I use FOT as a great venue to rant from time to time to my HR and recruiter brethren and today will be no exception. Let me whiteboard this scenario for you – my point won’t be hard to understand (promise). I’m sure you have all seen this movie before.
I’m constantly amazed at human behavior when it comes to candidates we work with and place in our practice. Our role is to serve our clients in finding the best talent in the land and we are paid to accomplish that goal each time we make a placement. The reality is that we work for the client and are paid by the client – I get that. We also talk to countless numbers of candidates during the course of a search assignment, sometimes making a friend and (well) sometimes maybe not. I value the relationships we forge over the long haul and intuitively understand that we ARE in the relationship business – plain and simple.
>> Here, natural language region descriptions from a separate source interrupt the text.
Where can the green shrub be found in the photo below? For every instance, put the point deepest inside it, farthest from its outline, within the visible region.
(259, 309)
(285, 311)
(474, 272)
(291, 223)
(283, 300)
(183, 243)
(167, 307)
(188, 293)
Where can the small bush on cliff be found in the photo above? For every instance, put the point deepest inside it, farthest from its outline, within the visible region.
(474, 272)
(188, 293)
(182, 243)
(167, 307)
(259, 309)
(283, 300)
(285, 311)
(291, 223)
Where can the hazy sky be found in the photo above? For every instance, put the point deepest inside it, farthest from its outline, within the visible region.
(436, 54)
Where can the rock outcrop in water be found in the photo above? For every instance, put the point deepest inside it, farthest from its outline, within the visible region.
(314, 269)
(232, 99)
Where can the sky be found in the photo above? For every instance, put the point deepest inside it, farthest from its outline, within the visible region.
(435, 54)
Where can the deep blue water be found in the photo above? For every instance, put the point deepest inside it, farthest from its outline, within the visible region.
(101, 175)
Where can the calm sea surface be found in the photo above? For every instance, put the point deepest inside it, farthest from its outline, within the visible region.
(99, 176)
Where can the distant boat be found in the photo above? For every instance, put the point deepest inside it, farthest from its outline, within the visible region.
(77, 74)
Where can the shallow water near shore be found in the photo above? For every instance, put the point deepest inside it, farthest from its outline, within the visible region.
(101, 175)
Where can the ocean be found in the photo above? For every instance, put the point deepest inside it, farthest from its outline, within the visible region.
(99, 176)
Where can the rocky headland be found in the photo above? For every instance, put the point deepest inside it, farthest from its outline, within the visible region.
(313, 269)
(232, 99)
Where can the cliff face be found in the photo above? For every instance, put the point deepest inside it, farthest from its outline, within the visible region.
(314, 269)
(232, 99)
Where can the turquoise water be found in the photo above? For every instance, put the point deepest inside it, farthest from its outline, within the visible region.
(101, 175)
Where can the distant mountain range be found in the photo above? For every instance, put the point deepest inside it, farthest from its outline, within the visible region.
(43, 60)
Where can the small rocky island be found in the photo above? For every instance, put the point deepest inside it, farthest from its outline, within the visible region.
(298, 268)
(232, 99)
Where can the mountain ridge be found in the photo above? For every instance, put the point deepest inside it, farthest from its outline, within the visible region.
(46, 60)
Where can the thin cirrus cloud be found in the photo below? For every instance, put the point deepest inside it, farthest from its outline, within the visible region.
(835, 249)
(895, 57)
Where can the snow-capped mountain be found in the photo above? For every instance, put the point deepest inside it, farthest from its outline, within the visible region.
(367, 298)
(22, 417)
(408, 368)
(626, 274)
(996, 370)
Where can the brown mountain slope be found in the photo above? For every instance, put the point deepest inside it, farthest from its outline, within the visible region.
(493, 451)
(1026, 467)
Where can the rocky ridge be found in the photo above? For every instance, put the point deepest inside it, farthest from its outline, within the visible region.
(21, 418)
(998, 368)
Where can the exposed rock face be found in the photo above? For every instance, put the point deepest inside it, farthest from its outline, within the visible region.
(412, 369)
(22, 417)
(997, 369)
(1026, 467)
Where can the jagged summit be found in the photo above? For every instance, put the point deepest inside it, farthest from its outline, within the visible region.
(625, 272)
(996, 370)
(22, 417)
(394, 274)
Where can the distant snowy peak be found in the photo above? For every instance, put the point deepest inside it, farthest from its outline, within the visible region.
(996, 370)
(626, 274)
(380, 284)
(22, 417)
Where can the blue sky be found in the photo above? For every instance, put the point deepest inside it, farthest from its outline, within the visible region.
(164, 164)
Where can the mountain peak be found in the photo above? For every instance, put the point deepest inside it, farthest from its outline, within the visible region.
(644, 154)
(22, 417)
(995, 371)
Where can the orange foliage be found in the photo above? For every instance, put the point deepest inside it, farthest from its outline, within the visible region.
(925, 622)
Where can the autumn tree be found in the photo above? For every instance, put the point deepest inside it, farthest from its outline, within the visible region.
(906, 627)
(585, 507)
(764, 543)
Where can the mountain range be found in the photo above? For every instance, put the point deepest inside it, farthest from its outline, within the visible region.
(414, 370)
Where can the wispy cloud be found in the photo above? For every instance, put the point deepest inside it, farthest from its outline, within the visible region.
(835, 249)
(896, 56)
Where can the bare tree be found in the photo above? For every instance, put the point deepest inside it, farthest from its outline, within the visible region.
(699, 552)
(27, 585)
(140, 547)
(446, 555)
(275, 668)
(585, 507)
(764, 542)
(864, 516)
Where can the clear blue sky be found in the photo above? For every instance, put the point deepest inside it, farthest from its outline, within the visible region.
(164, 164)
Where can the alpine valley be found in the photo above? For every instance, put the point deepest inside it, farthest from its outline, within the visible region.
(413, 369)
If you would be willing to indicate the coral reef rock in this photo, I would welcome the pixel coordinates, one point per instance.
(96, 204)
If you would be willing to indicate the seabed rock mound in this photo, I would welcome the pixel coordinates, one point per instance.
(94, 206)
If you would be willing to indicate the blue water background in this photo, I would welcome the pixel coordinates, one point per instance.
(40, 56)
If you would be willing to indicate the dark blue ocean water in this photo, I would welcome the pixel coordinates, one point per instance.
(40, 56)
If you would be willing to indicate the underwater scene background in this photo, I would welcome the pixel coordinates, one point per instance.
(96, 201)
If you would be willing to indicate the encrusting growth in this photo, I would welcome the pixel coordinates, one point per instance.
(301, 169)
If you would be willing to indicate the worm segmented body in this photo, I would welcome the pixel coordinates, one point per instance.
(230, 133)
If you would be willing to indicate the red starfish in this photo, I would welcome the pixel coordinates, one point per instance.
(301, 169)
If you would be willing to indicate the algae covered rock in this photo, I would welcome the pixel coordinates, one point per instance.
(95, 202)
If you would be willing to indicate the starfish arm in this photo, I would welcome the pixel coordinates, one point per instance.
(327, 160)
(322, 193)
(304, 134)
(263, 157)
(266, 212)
Placed candidates today can become the hiring managers of tomorrow. Building and maintaining strong relationships distinguish recruiters (internal or external) from being just good or great. What I don’t get (ever) is how placed candidates somehow forget who we are the minute they start their new gig, as if we’ve never met. Let’s face it – our DNA is all over their new job! H-E-L-L-O! Remember me? I’m not looking for a thank you letter – I just want to see how things are going! Too much to ask?
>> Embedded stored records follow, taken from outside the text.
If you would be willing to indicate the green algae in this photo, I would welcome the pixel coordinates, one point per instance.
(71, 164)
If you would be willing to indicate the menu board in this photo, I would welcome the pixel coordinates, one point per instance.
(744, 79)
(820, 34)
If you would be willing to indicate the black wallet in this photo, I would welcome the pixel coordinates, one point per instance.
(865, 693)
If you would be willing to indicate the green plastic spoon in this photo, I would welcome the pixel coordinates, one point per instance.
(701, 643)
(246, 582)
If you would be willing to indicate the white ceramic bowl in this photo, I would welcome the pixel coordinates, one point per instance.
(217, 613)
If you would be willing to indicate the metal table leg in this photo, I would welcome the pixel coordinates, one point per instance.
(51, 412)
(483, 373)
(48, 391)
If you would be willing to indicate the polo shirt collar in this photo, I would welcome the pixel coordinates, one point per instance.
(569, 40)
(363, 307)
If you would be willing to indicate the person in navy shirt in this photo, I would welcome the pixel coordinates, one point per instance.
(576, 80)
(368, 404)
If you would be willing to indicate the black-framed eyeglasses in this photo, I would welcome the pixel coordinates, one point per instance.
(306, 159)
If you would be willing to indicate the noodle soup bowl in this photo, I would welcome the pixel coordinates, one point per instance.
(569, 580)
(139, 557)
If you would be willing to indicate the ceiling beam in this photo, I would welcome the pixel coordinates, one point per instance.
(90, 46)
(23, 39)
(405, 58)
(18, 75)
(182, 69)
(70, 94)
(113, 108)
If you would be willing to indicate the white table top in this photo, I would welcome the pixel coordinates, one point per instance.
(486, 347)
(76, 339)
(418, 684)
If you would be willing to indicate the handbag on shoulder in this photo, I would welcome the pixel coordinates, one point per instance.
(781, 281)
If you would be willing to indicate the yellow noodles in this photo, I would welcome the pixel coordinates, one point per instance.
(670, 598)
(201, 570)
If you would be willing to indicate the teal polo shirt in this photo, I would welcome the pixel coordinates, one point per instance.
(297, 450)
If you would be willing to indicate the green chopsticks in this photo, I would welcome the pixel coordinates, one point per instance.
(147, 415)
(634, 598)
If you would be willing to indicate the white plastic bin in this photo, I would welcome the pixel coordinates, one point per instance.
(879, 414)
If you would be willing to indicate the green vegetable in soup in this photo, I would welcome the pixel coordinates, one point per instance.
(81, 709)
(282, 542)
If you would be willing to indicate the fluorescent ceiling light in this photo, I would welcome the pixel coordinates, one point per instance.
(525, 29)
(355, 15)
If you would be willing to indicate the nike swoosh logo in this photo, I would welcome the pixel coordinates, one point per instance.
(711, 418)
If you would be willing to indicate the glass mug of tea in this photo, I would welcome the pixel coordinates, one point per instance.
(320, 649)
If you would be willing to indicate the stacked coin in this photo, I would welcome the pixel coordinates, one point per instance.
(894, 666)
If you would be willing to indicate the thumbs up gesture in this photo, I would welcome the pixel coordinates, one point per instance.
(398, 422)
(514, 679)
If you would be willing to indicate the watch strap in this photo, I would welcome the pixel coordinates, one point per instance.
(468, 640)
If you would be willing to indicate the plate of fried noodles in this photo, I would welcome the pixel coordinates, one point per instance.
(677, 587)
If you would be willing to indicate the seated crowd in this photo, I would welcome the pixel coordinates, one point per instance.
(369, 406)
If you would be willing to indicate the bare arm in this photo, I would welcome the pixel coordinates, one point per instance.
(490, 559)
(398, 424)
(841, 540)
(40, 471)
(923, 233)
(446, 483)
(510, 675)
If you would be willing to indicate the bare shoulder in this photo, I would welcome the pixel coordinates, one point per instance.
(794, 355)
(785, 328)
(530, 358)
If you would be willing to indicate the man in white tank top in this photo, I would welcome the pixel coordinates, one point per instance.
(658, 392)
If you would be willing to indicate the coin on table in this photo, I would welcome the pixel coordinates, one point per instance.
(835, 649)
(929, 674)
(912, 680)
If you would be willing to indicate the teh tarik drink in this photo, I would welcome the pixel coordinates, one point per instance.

Better than half the battle of being a successful search professional is selling. I’ve always believed that! We sell the client on the search assignment, sell the candidate on the opportunity and sell both parties to consummate a successful placement. Often, emotions run high on both sides of the table – especially during the offer phase. We usually are somewhere in the middle trying to make sure both the client and the candidate are happy with the outcome and each placement is a “win-win”. The day the offer is accepted,we usually find ourselves in a “love fest” as we celebrate with the candidate on their new job! It’s great news all the way around. What blows me away is right after that, when we follow up to see how things are going with the new job, we get pure dial-tone. NA-DA. ZIP-PO. Is anybody home?
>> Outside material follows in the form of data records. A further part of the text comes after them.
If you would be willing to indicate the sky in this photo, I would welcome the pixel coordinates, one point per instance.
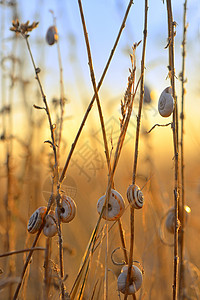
(103, 20)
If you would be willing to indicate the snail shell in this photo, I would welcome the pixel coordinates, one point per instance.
(36, 219)
(68, 209)
(135, 196)
(116, 206)
(166, 103)
(50, 228)
(52, 35)
(170, 219)
(136, 280)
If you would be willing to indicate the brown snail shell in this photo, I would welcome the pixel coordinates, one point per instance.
(166, 103)
(170, 219)
(136, 280)
(36, 219)
(135, 196)
(50, 228)
(68, 209)
(116, 206)
(52, 35)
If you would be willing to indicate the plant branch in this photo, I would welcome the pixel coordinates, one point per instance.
(182, 213)
(171, 27)
(136, 150)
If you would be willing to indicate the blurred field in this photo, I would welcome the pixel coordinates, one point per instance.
(26, 164)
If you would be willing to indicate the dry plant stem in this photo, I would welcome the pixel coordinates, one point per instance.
(123, 240)
(136, 148)
(94, 82)
(46, 109)
(171, 26)
(102, 128)
(21, 251)
(93, 98)
(182, 215)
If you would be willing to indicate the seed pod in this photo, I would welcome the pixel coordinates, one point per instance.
(116, 206)
(36, 219)
(52, 35)
(50, 228)
(166, 103)
(135, 196)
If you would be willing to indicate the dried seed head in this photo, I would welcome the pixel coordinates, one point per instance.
(52, 35)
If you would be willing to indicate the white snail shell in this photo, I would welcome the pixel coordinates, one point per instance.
(50, 228)
(166, 103)
(136, 280)
(52, 35)
(135, 196)
(116, 206)
(36, 219)
(170, 220)
(68, 209)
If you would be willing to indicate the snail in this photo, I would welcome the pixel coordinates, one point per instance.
(116, 206)
(67, 210)
(50, 228)
(170, 219)
(136, 280)
(135, 196)
(52, 35)
(166, 103)
(36, 219)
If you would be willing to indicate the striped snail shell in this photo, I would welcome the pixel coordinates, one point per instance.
(136, 280)
(50, 228)
(170, 220)
(116, 206)
(135, 196)
(67, 210)
(166, 103)
(52, 35)
(36, 219)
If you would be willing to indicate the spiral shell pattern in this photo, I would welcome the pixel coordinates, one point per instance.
(68, 209)
(135, 196)
(50, 228)
(52, 35)
(166, 103)
(36, 219)
(136, 280)
(170, 220)
(116, 206)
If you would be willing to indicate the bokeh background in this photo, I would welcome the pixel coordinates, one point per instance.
(27, 176)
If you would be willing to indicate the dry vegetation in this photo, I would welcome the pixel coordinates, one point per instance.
(50, 156)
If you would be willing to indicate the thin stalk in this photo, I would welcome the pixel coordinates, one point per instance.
(94, 81)
(21, 251)
(182, 215)
(113, 169)
(171, 27)
(93, 98)
(136, 149)
(47, 269)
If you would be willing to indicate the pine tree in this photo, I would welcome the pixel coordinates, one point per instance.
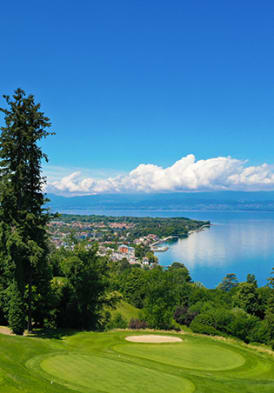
(23, 235)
It’s happened to me on more than one occasion. We maintain detailed contact information on each candidate in our database so after they start their new job we can call their home, cell phone, e-mail or send them a text message to set up the post placement follow up call. Sometimes we get absolutely no response. No return phone calls, e-mails or text messages. And sorry – but I don’t get it. I never will.
I’m only guessing their selective amnesia condition will subside when things go south in their career and they need help to find another gig (and they will). Yep. They will likely contact us first as if nothing ever happened… but sorry – it does not work that way. Long term relationships are built on trust and communication – plain and simple. Good communication is never defined by leaving countless voice/text messages that go unanswered. I will struggle and have a hard time returning that phone call when they do reach out. Not returning a phone call from the person who helped you land your new job is (well) not very smart. Nope. I’m just saying.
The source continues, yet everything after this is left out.